Il y a plus de vingt ans, les Nuls offraient en trente petites secondes une hilarante ode au je m’en foutisme avec le cultissime sketch « Rien à branler nature » ! Ce qui correspond à peu près au sentiment qu’inspirent les quatre vingt quinze minutes de  Silent Hill : Révélation 3D. A bien des égards, le film de Michael J.Bassett est l’archétype même du film « rien à branler nature » tant dans sa mise en scène faisant un pauvre usage de la 3D que dans son scénario aux enjeux dramatiques inexistants. Située quelques années après les évènements du premier film, cette suite nous permet de retrouver Sharon en cavale perpétuelle avec son padre pour fuir les démons de Silent Hill. Inconsciente du danger qui plane sur elle, la jeune fille va se retrouver contrainte de retourner dans la ville maudite et en apprendre ainsi plus sur sa destinée.  L’heure de vérité a sonné ! Avec son pitch mixant allégrement les intrigues des jeux Silent Hill 1 et 3 et son titre plein de promesses, Silent Hill : Révélation 3D avait de quoi susciter la curiosité et ce, malgré la mise au placard du premier traitement par Roger Avary. Quid donc de ces fameuses révélations promptes à exciter le geek avide de creuser plus en profondeur l’univers crée par Konami ? Accroche toi à ton slip ami gamer/cinéphile et prépare toi à apprendre… Rien ! Plait il ? Bien en avare en divulgations diverses et variés, ce second opus se contente de paraphraser  à tout va son illustre ainé dans le vain espoir de camoufler le vide abyssale qui lui sert de scénario. Bien vite, il apparaît que Silent Hill : Révélation 3D n’a strictement rien à raconter au point de faire passer Twilight : chapitre 5 pour un modèle de narration ! Un point fâcheux que d’aucuns auraient essayé de compenser par des CGI à gogo, du gore à tous les étages ou encore une pelleté de scare jump histoire de sortir le spectateur de sa léthargie. Que nenni, Michael J. Bassett (qu’on a connu beaucoup plus inspiré avec le sympathique Solomon Kane en 2009) opte pour la traversée pépère en pantoufles égayant son parcours de quelques monstres aux looks de refoulés d’une soirée échangiste ! Et pourtant tous les éléments étaient réunis pour assurer un minimum de spectacle (nouveaux décors, bestiaire, méchants).

 

Silent Hill : Revelation 3D de Michael J.Bassett

© Metropolitan Filmexport

 

Las, Bassett préfère jouer la carte du recyclage plutôt que d’exploiter le vivier qu’il a sous la main. A trop citer son ainé, le réalisateur finit par tourner méchamment en rond sans jamais parvenir à dissimuler la profonde vacuité de l’entreprise.
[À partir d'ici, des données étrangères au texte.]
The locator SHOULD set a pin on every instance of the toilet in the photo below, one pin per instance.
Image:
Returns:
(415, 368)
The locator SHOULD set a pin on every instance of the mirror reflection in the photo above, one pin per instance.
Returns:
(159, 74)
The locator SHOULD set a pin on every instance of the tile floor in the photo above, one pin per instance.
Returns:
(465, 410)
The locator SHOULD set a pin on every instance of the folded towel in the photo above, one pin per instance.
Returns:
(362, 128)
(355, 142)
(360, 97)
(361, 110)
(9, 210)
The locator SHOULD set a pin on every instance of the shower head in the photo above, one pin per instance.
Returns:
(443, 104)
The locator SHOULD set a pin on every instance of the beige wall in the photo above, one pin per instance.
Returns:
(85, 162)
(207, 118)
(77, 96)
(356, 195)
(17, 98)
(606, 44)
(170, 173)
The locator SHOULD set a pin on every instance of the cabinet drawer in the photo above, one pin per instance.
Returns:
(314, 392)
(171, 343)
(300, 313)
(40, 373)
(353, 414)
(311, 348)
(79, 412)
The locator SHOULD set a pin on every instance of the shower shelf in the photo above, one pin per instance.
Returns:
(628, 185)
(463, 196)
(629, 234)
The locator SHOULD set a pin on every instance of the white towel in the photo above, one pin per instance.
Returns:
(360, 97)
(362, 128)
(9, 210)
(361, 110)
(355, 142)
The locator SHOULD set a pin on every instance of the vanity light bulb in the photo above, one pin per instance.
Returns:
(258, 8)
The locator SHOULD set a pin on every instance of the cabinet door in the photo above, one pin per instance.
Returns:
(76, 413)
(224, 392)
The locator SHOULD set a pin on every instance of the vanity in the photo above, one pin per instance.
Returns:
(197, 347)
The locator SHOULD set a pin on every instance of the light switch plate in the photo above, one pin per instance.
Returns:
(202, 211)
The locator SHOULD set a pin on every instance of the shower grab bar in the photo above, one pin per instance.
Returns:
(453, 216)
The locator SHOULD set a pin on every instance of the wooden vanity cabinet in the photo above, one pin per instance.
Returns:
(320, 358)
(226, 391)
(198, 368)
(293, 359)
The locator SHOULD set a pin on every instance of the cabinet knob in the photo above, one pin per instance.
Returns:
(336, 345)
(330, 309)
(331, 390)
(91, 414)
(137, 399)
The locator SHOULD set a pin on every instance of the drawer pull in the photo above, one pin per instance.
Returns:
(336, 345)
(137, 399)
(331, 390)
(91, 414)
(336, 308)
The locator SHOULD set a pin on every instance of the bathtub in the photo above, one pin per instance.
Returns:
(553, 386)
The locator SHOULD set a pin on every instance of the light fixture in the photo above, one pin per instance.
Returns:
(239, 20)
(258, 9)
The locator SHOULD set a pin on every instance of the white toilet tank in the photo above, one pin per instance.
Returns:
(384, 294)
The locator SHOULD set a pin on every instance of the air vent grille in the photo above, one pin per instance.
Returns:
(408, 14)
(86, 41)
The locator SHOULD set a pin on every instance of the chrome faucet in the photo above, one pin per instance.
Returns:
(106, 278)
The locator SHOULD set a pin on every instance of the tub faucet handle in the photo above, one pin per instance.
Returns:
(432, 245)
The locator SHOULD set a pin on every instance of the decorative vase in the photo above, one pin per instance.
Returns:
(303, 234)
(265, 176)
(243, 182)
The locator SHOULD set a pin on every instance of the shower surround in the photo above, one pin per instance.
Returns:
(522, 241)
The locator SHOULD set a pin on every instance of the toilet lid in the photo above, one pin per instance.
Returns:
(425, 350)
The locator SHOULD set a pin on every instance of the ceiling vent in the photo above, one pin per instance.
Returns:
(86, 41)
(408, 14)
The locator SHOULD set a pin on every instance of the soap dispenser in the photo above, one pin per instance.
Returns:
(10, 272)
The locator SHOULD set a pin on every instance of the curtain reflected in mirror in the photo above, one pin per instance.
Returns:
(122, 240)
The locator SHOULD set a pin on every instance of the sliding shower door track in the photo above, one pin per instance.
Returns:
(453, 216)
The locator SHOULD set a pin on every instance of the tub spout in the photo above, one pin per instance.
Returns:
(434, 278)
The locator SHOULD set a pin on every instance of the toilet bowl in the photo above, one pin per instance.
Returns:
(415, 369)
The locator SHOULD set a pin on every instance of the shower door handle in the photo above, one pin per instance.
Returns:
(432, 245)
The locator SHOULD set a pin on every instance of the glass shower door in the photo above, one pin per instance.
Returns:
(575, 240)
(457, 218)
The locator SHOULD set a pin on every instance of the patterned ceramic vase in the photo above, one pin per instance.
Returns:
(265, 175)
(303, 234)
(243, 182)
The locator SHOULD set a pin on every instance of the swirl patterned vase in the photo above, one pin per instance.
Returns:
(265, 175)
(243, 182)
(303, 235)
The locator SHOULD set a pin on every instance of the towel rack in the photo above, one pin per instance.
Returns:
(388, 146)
Dès lors deux solutions se présentent : s’indigner devant tant de paresse et d’opportunisme (rappelons quand même que la seule raison d’être de cette suite sont les cent millions de dollars rapportés par le film de Gans !) ou, à l’image du cinéaste, faire preuve d’une indifférence à peine feinte et suivre cette virée au pays de l’horreur neurasthénique avec un ennui poli comme le gamin de dix ans qui serait fixé sur les rails d’un train fantôme sentant la naphtaline ! A la question Silent Hill : Révélation 3D est il mauvais ? La réponse est définitivement oui. Tient- il de l’immondice cinématographique prompte à violer les rétines du plus indulgent des nanardeux ? Non. Car aussi pénible soit- il, le film ne contient aucun élément nanardisant qui le rendrait presque sympathique ou gentiment détestable. Non, il est juste totalement vain et glisse devant nos yeux comme un œuf sur une poêle Tefal ultra lisse. Pas de quoi se révolter mais juste se demander ce qu’on peut bien faire là ou si à l’heure actuelle les lamantins du zoo de Beuval ont eu le sentiment de passer une bonne journée ! Et s’il y a bien  une chose qui devrait émerger de grand huit du Prozac c’est bien la réhabilitation critique du Silent Hill de Christophe Gans autrement plus personnel et respectueux de son public que ce simili DTV pauvre à tous les égards. Une troisième voie s’ouvre au spectateur (ou spectatrice) que l’on sent déjà ronfler derrière ses lunettes 3D : amener sa copine (ou son copain), se planquer au fond et s’adonner à plein de petites choses marrantes que la morale réprouve. Dès lors, Silent Hill : Révélation 3D prend une autre dimension et s’impose comme le plus solide garant du ciment conjugal. Michael J.Bassett, meilleur ami du couple ? Qui l’eut cru ?

 

Plus indigent plus que révoltant, Silent Hill : Révélation se suit avec un ennui poli et fait amèrement regretter l’absence de Christophe Gans et sa clique de collaborateurs talentueux !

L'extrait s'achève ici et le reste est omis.